When she was about six, my brother had gotten a chain stuck on the pick up truck and Poppop on the Mountain was crawling around on the gravel parking lot trying to remove it. The Teenager– then the Wee One– crawled under the truck and gave it a yank with everything she had. Poppop laughed, and gruffly made the comment, “there’s my grandson.”

My father told that story, with such pride, at least once a year.

The Teenager doesn’t hesitate to tackle household projects so it was time to take her someplace special: Miller’s Hardware. It’s been around for more than 100 years, and our local television station even did a feature on it, click here. Most of us in the borough (Wilson) and in West Easton have homes that are 75 to 100 years old.

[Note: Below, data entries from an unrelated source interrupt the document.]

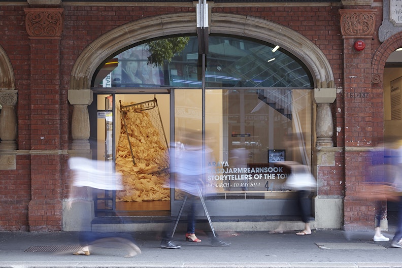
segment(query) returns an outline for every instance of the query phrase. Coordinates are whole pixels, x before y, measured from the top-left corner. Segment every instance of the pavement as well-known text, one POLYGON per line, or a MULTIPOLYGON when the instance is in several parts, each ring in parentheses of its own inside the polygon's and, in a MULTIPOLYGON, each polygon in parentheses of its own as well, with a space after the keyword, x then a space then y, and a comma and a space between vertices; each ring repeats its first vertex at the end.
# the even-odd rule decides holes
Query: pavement
MULTIPOLYGON (((395 229, 383 232, 392 239, 395 229)), ((137 268, 375 268, 402 267, 402 248, 389 242, 375 242, 373 232, 313 230, 295 231, 220 231, 219 238, 231 243, 212 247, 212 233, 196 230, 200 243, 186 242, 176 232, 178 249, 159 248, 157 232, 126 233, 141 253, 125 258, 126 246, 102 243, 90 248, 89 256, 72 253, 79 246, 77 232, 0 232, 0 267, 137 268)))

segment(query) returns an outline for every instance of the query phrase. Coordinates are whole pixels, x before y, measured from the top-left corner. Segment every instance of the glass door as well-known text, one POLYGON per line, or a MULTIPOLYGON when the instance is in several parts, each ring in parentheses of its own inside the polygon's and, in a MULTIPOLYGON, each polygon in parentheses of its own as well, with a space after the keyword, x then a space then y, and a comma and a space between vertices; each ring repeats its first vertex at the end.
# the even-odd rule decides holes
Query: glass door
POLYGON ((115 163, 124 189, 94 190, 95 215, 169 215, 170 94, 98 94, 96 100, 94 156, 115 163))

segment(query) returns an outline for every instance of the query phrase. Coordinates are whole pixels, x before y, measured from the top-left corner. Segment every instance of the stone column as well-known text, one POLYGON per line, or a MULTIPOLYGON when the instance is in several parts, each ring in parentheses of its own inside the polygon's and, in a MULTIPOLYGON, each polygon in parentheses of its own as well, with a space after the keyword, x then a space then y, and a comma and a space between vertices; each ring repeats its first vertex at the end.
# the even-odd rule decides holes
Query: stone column
POLYGON ((332 121, 331 104, 337 98, 336 88, 316 88, 314 99, 317 103, 316 117, 316 147, 319 150, 322 147, 333 146, 333 122, 332 121))
POLYGON ((329 103, 317 104, 316 133, 317 135, 316 146, 318 149, 323 147, 331 147, 333 146, 332 140, 333 124, 331 108, 329 103))
POLYGON ((68 91, 70 103, 74 106, 71 132, 73 150, 89 150, 89 114, 88 106, 93 100, 89 89, 71 89, 68 91))
POLYGON ((17 115, 15 105, 18 90, 0 90, 0 150, 16 150, 17 115))

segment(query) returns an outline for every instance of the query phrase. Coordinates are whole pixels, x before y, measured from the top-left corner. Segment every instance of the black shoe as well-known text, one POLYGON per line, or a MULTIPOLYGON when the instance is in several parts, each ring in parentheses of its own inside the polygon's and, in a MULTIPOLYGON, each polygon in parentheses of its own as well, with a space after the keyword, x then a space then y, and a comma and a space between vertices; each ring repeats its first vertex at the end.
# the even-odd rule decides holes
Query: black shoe
POLYGON ((176 245, 171 240, 165 240, 160 242, 160 247, 162 248, 177 249, 180 248, 181 246, 176 245))
POLYGON ((231 243, 221 241, 219 239, 212 239, 212 243, 211 245, 213 247, 225 247, 226 246, 229 246, 231 244, 231 243))

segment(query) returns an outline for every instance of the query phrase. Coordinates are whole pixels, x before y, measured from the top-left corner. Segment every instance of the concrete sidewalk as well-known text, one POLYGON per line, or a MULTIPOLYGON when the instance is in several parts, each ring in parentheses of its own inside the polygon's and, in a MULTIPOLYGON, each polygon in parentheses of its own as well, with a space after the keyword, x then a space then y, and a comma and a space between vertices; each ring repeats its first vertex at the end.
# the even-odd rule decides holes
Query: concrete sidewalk
MULTIPOLYGON (((295 231, 219 232, 231 244, 211 247, 211 233, 197 230, 203 240, 186 242, 177 233, 178 249, 161 249, 159 233, 132 232, 142 253, 125 258, 122 244, 93 246, 89 256, 75 256, 78 233, 0 232, 1 267, 402 267, 402 249, 390 242, 374 242, 373 232, 315 230, 310 236, 295 231)), ((393 233, 384 232, 392 239, 393 233)))

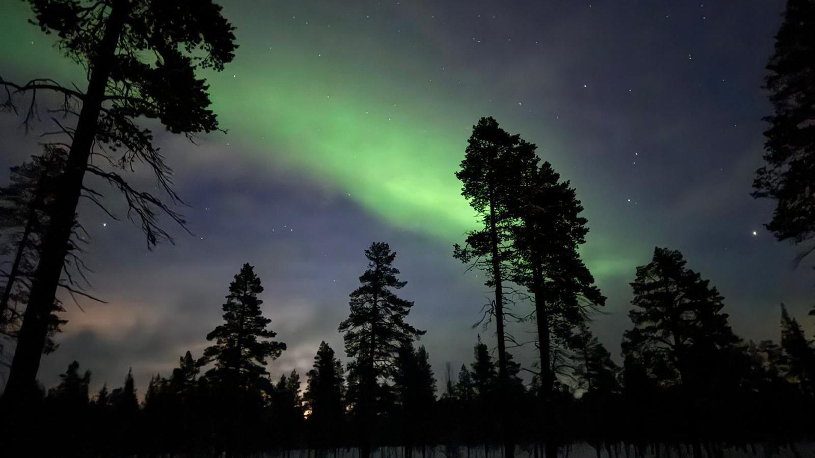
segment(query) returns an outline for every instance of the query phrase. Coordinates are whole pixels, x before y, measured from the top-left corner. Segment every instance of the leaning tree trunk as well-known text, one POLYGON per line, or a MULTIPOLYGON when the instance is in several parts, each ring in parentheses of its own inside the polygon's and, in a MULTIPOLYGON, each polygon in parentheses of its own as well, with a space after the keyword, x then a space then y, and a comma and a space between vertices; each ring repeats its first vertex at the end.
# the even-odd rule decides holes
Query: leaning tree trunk
POLYGON ((51 223, 45 234, 39 263, 32 281, 29 303, 17 337, 4 397, 11 403, 24 402, 33 393, 40 356, 48 333, 56 289, 68 253, 82 179, 93 148, 99 115, 112 68, 119 37, 127 15, 127 2, 113 2, 98 53, 90 63, 90 79, 82 99, 82 109, 73 134, 65 171, 59 179, 51 223))
POLYGON ((3 324, 6 317, 6 309, 11 298, 11 291, 14 289, 14 283, 20 275, 20 262, 23 260, 23 253, 29 244, 29 237, 34 226, 37 218, 37 209, 40 205, 40 200, 42 194, 42 174, 40 174, 40 183, 37 183, 37 193, 34 198, 29 204, 29 215, 25 220, 25 227, 23 229, 23 235, 20 238, 20 244, 17 246, 17 253, 14 256, 14 262, 11 262, 11 268, 8 271, 8 277, 6 279, 6 287, 3 288, 2 298, 0 299, 0 325, 3 324))
POLYGON ((496 328, 498 337, 498 382, 501 399, 501 434, 504 440, 504 458, 514 458, 515 441, 510 425, 509 377, 507 373, 506 345, 504 337, 504 292, 501 285, 501 266, 498 254, 498 231, 496 227, 496 208, 493 192, 490 192, 490 236, 492 251, 492 275, 496 282, 496 328))
POLYGON ((551 356, 551 344, 549 342, 549 316, 544 303, 543 275, 538 260, 537 251, 531 247, 532 287, 535 301, 535 321, 538 326, 538 352, 540 359, 540 388, 538 392, 538 405, 540 407, 540 418, 544 425, 544 447, 546 458, 557 458, 557 443, 554 438, 554 412, 552 407, 552 387, 554 377, 552 374, 552 366, 549 362, 551 356))

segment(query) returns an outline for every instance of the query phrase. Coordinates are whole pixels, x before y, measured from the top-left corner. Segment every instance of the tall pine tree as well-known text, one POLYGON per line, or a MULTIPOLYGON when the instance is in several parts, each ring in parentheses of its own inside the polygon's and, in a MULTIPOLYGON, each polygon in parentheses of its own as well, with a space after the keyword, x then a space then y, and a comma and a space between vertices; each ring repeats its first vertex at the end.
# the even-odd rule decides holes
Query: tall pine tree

So, to think that this little slice of living history with the bits and pieces we need to do things around our homes still exists is amazing.

They didn’t seem to take credit cards, and the cash register was very old, and Mr. Miller, whose grandfather started the business on Butler Street in Wilson and had been known for the in-house chickens, is a thin man who seems a tad slowed by age though he moves about the cluttered maze of rooms with precision.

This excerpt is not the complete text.